College students of today, my generation, and our younger siblings are certain to suffer harm from our nation’s addiction to debt unless something is done soon.
Thomas Friedman, New York Times editorial writer, says of our generation: “Whether they realize it or not, they’re the ones who will really get hit by all the cans we’re kicking down the road. After we baby boomers get done retiring- at a rate of 7,000 to 11,000 a day- with current taxes and entitlements promises, the cupboard will be largely bare for today’s Facebook generation” (New York Times). Self-made billionaire Stan Druckenmiller is touring colleges trying to impress upon students the true amplitude of the problem of the rising costs of Social Security and Medicare, which he claims is the biggest generational theft in history. “I’m not against seniors” he likes to remind people, “In fact I am going to be one in a couple of years. What I am against is present seniors stealing from future seniors.”
Druckenmiller made his fortune running a successful hedge fund, and he asserts that the current deficit problem is one that is in many ways analogous to mistakes he has seen people make in investing. People are looking at the present and not the future, he explains, “When you analyze the debt at present it looks fixable.
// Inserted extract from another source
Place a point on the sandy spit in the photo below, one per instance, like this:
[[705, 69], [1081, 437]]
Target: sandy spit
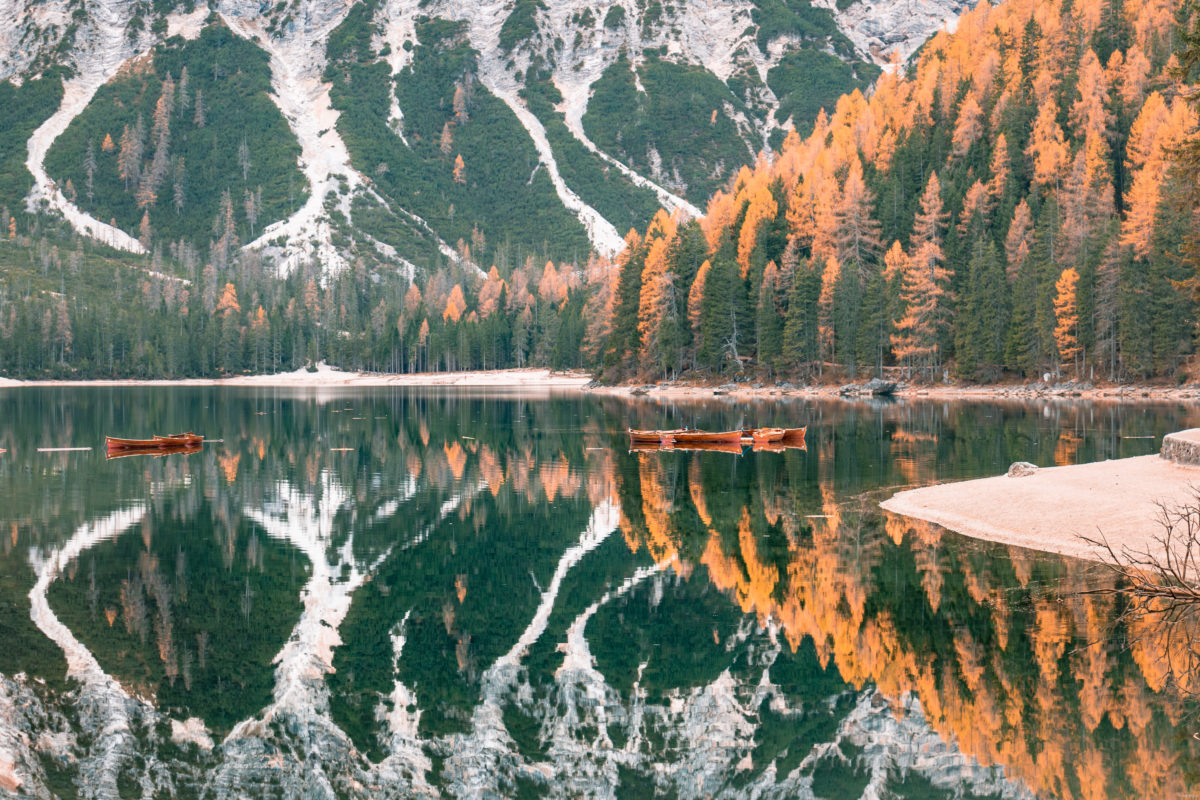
[[1054, 509], [329, 377], [1144, 394]]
However, this is because the expectations of government don’t factor in demographics.” For the next twenty years, we are going to have 11,000 seniors retiring each day and the proportion of seniors relative to working population is going to explode. Instead of having five workers supporting each senior we will have two. ”If you actually took what we promised to seniors and future taxes and present value both of them, that number is 200 Trillion dollars. That is the problem when you take debt of future payment to seniors and put it on the balance sheet.”
While entitlement spending on senior citizens accounted for about 30% of the government budget in 1970 it has now reached a staggering 67% of government outlays, leaving less and less for any other type of discretionary spending. While many seniors believe that they are simply drawing out the savings they were forced to deposit into Social Security and Medicare, they are actually drawing out much more, especially relative to later generations. In fact, while today’s 65 year olds will on average draw $327,400 more than they put in in net lifetime benefits, children born now will suffer net lifetime losses of $420,600 as they struggle to pay the bills of aging Americans (Wall Street Journal). To Stanley Druckenmiller, this is an affront to the basic principle of equity, “How in the world does anyone in Washington think that a current senior should get $700,000 more net, than a future senior? You are taking out $350,000 more than you put in and leaving $400,000 in debt to your unborn grandchild” (Bowdoin Daily Sun).
Although the details of the federal budget are complicated, the big picture is very simple. Debt means that we spend money now that we have to pay back later. Common sense tells us that taking on debt to invest in something productive can be a good idea if the investment allows us to increase our income enough to comfortably pay off the debt we have incurred. But this is not what the government is doing. The United States is borrowing money to pay for consumption. The government is in effect writing checks to senior citizens to pay for retirement and expensive medical care. My generation will have to pay back the money that is currently being spent on today’s overindulged seniors. When we reach retirement age, there is no way that we will have benefits at the same level they do. Furthermore, the period of deleveraging will be a drag on tomorrow’s economy.
Politicians have systematically ignored the true drivers of the budget deficit, Social Security and Medicare. Instead, budget reforms have focused more on tampering with crucial investments in education and other discretionary spending, efforts that fall vastly short of the measures required to significantly reduce the federal debt. College students, who tend to vote for Democrats, are often against spending cuts that reduce aid to the poor, research , education and environmental regulation. The reality is that even if all of these programs were eliminated, the deficit would hardly budge. Meanwhile, as debt ceilings keep getting lifted and true spending reforms that would hit entitlements keep getting postponed. The problem just gets compounded and the ultimate cost keeps getting higher.
Our generation doesn’t seem to realize that we will ultimately bear the cost of the government’s current fiscal irresponsibility. Both cuts in entitlements and spending as well as rises in taxes, or at least eliminating loopholes, will be necessary. The debt has reached a level where even with robust economic growth, we can’t grow our way out of this mess. It’s time that politicians start taking necessary actions. As articulated by an activist youth group, The Can Kicks Back, “Our country needs a grand generational bargain.” This is not a partisan issue. The current path of the United States government spending is simply unsustainable and it is today’s younger generation that will be left struggling to pay off the debt of an America that spent beyond its means.